Due persone sono state arrestate oggi 22 marzo per il caso di Michele Cilli, il 24enne scomparso a Barletta lo scorso 16 gennaio. In manette sono finiti Cosimo Damiano Borraccino e Dario Sarcina, entrambi 33enni, ritenuti responsabili dell'omicidio del giovane pugliese. Sarcina, già noto alle forze dell'ordine per precedenti penali per i reati di rapina, lesione e resistenza, è accusato di omicidio volontario, mentre Borracino è accusato di occultamente del cadavere. La magistratura tranese ritiene che il corpo del 24enne sia stato distrutto.

La ricostruzione dell'accaduto

Le ultime notizie sul 24enne risalgono alla sera del 15 gennaio. Cilli, che aveva trascorso la serata in un locale con alcuni amici, nel corso della nottata si era allontanato in macchina con Sarcina, lasciando sua vettura parcheggiata davanti al locale. Stando a quanto ricostruito dagli inquirenti, il 33enne, alla guida della sua Golf nera, si è allontanato dal locale in direzione della litoranea di Ponente, ed è entrato nel garage all'interno di un complesso residenziale. Qui, i due rimarranno per circa mezz'ora. Non si ha chiarezza su quanto accaduto in quel lasso di tempo, ma da quel garage uscirà l'auto con solo Sarcina alla guida della sua vettura. Il 33enne si ferma davanti a una vicina abitazione e poi torna al locale, dove si trovano alcuni suoi amici e la compagna.

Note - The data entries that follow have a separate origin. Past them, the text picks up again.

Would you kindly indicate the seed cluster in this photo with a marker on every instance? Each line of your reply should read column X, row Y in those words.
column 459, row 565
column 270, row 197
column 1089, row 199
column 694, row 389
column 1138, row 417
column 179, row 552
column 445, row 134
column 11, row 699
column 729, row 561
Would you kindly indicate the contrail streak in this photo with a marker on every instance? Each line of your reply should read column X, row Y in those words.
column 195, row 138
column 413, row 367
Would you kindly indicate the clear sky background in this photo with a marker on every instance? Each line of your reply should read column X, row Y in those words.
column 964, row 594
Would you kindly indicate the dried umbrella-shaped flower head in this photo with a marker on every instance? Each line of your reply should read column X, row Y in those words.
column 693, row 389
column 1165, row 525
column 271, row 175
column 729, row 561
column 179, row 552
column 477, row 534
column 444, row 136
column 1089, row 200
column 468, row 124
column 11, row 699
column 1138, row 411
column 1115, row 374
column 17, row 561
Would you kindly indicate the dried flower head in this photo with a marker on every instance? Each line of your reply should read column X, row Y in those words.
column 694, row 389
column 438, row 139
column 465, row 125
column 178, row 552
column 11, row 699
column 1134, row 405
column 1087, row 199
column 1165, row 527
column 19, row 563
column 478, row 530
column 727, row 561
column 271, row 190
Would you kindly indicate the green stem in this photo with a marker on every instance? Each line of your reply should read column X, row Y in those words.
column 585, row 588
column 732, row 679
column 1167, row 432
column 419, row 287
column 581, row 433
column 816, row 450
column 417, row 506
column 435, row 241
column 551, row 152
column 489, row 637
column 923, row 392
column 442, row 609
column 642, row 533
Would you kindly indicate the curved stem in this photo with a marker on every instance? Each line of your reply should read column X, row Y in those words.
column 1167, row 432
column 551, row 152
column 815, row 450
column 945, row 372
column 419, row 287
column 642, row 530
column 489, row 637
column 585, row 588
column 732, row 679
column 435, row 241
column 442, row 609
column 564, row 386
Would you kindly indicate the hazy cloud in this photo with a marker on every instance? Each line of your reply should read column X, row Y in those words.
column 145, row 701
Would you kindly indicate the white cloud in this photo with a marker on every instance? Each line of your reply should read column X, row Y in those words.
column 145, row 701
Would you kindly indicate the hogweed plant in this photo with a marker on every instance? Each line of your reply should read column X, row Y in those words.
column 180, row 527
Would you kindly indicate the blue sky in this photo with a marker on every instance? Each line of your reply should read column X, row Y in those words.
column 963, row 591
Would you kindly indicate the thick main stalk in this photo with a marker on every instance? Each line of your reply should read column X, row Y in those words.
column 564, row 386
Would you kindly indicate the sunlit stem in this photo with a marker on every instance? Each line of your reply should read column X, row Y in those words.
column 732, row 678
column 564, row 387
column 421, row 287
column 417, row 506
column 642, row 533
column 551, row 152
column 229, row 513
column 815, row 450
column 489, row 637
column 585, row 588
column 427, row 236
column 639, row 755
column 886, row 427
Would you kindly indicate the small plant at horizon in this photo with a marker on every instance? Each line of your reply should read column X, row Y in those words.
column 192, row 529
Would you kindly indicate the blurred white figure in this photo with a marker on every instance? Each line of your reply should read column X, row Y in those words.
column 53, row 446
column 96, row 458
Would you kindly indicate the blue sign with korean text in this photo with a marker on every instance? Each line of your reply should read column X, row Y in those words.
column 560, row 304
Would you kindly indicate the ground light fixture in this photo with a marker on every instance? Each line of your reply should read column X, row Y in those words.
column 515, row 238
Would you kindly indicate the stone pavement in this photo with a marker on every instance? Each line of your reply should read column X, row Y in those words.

Subito dopo nel garage si arriverà colui che per gli inquirenti è Borraccino. Il 33enne è arrivato prima correndo a piedi per poi uscire dal garage, andare a prendere l'auto a casa, fare una tappa in un distributore di carburante dove riempie una tanica di benzina, per poi tornare nel luogo dove si presume abbia avuto luogo il delitto.

Le indagini, svolte dalla Squadra Mobile, assieme al Commissariato di Barletta, e coordinate dalla Procura di Trani, hanno consentito di ricostruire la vicenda, grazie all'aiuto delle immagini dei sistemi di videosorveglianza installate nella città pugliese. Gli inquirenti hanno attentamente analizzato anche i tabulati telefonici, telematici e dei tracciati Gps delle auto.

Gli elementi chiave

Gli inquirenti hanno stretto il cerchio su Sarcina e Borraccino a seguito di diversi elementi difficili da trascurare. Sarcina, il giorno successivo alla scomparsa di Cilli, il 16 gennaio, si è recato in un ospedale del foggiano per sottoporsi a un intervento chirurgico alle mani, a causa di profondi ferite. Ferite che, secondo l'accusa, Sarcina avrebbe tentato di giustificare con un falso alibi.

Nei giorni successivi sono successe altre due cose: gli abiti che Borraccino indossava la notte della scomparsa e del delitto, il 21 gennaio sono stati trovati in una busta nella zona della Fiumara, a nord di Barletta. Inoltre, qualche giorno dopo, è stato invece denunciato il furto dell'auto usata da Borraccino la notte fra il 15 e 16 gennaio. La vettura, secondo le ricostruzioni degli inquirenti, è stata trovata nella frazione agricola di Montaltino, a tre chilometri da Barletta.

Le indagini proseguono

"E' stata una corsa contro il tempo nella raccolta degli elementi utili alla costruzione del quadro probatorio che ha dovuto misurarsi con chi tentava di distruggerli", ha spiegato il magistrato della Procura di Trani, Francesco Aiello, che ha coordinato le indagini della polizia sulla scomparsa del 24enne.

Stretto riserbo sulle indagini, ma gli investigatori non escludono alcuna ipotesi. Al momento non è ancora noto il movente dell'omicidio, né il luogo dove è stato occultato il corpo di Cilli. Ma gli inquirenti non hanno dubbi: Cilli e Sarcina si conoscevano e "in passato - ha spiegato in conferenza stampa il procuratore di Trani, Renato Nitti - c'erano stati dissapori che avevano portato Sarcina a minacciare il 24enne". 

Nel corso dell'odierna conferenza stampa, è stato menzionato anche un paio di occhiali, presumibilmente appartenenti al giovane Cilli. L'oggetto è stato ritrovato lo scorso 31 gennaio in in contrada Montaltino, nelle campagne di Barletta. "Si ritiene, con ragionevole certezza, che quegli occhiali siano di Michele Cilli", ha detto la dirigente del commissariato di Barletta, Francesca Falco, spiegando che in quella zona gli agenti sono arrivati ricostruendo il tragitto percorso dall'auto usata da uno dei due indagati che, in seguito, avrebbe anche presentato una denuncia per il furto della vettura.